Today is historic Six-Point Day, commemorating the movement and sacrifices made in the struggle to realise the demand for autonomy for the then East Pakistan, now Bangladesh.
No political party or organisation had announced any programme to observe the day as of Saturday evening.
On June 7, 1966, Awami League leader Sheikh Mujibur Rahman launched a mass movement centred on the Six-Point demand, which is considered the Magna Carta of the Bengali people’s struggle for self-rule in the then East Pakistan.
Eleven people, including Manu Mian, Shafique and Shamsul Haque, were shot dead by the police and members of the paramilitary East Pakistan Rifles in Dhaka and Narayanganj on that day.
They were participating in demonstrations during a general strike called to demand the release of Sheikh Mujib and other leaders who had been detained for launching the Six-Point Movement against Pakistani oppression.

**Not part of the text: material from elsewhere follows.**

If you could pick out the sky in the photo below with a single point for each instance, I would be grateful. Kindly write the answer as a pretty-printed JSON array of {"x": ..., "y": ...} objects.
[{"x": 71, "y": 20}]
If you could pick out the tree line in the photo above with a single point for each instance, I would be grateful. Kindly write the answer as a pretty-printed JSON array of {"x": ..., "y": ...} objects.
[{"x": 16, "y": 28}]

Mujib announced his six-point political and economic programme in Lahore on February 5, 1966, with the aim of securing autonomy for the eastern wing of Pakistan in the face of exploitation and discrimination by the then Pakistani rulers.
One of the key demands was the creation of a constitutional provision for a federation of Pakistan based on the 1940 Lahore Resolution, under which the federal government would be responsible only for defence and foreign affairs.
The other demands included the introduction of two separate but freely convertible currencies for East and West Pakistan, vesting the power of taxation and revenue collection in the federating units, maintaining separate accounts for the foreign exchange earnings of the two wings, and creating a separate militia or paramilitary force for East Pakistan.